Sprechi ormai considerati insostenibili che negli Stati Uniti hanno scatenato la prima reazione concreta: il “Fashion Sustainability and Social Accountant Act”, più noto semplicemente come “Fashion Act”. Nel dettaglio, si tratta di un disegno di legge, il primo al mondo di cui si abbia notizia, cha sarebbe al vaglio della commissione legislativa dello Stato di New York, e se approvato avrebbe le potenzialità di influenzare le aziende americane e non solo.

La legge, che sarà applicata a tutte le aziende che producono abbigliamento con fatturato superiore ai 100milioni di dollari, ha delle ambizioni molto alte: tracciare e monitorare il 50% delle rispettive catene di approvigionamento, ma anche l’obbligo di valutare e rendere pubblico l’impatto ambientale considerando le emissioni di gas serra, il consumo di acqua e l’uso di sostanze chimiche, e quello di fissare obiettivi specifici per ridurre consumi ed emissioni, comunicando nel dettaglio la provenienza delle materie prime e le eventuali percentuali di materiali riciclati. Fra gli obblighi anche rendere note le condizioni di lavoro e le retribuzioni dei lavoratori.
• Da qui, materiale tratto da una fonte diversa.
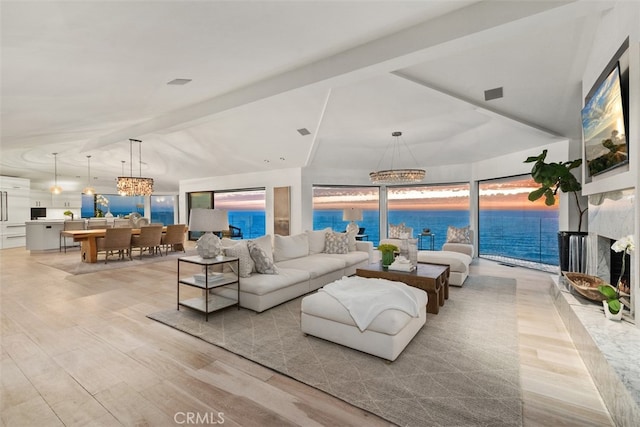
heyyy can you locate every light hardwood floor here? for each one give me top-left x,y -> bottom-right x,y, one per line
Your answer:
1,245 -> 614,426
Il tutto in appena 12 mesi concessi per mettersi in regola, pena multe che possono arrivare al 2% del fatturato annuo.

Tra i più fervidi sostenitori del Fashion Act si è schierato fin dall’inizio Leonardo Di Caprio, attore noto per il forte impegno ambientale, che attraverso i propri canali social ha letteralmente chiamato all’azione i suoi fans. “Tra i sostenitori del disegno di legge, che sollecitano il governatore a firmare, figurano non solo organizzazioni per la giustizia ambientale e leader sindacali all’interno della catena di fornitura, ma anche marchi, aziende di innovazione e fornitori internazionali e con sede a New York che riconoscono di dover essere regolamentati e lo considerano un vantaggio per l’economia dello Stato, per il clima globale e per i diritti umani”. Accanto a Di Caprio, favorevoli all’approvazione della legge anche Jane Fonda, Cameron Diaz e Andy McDowell.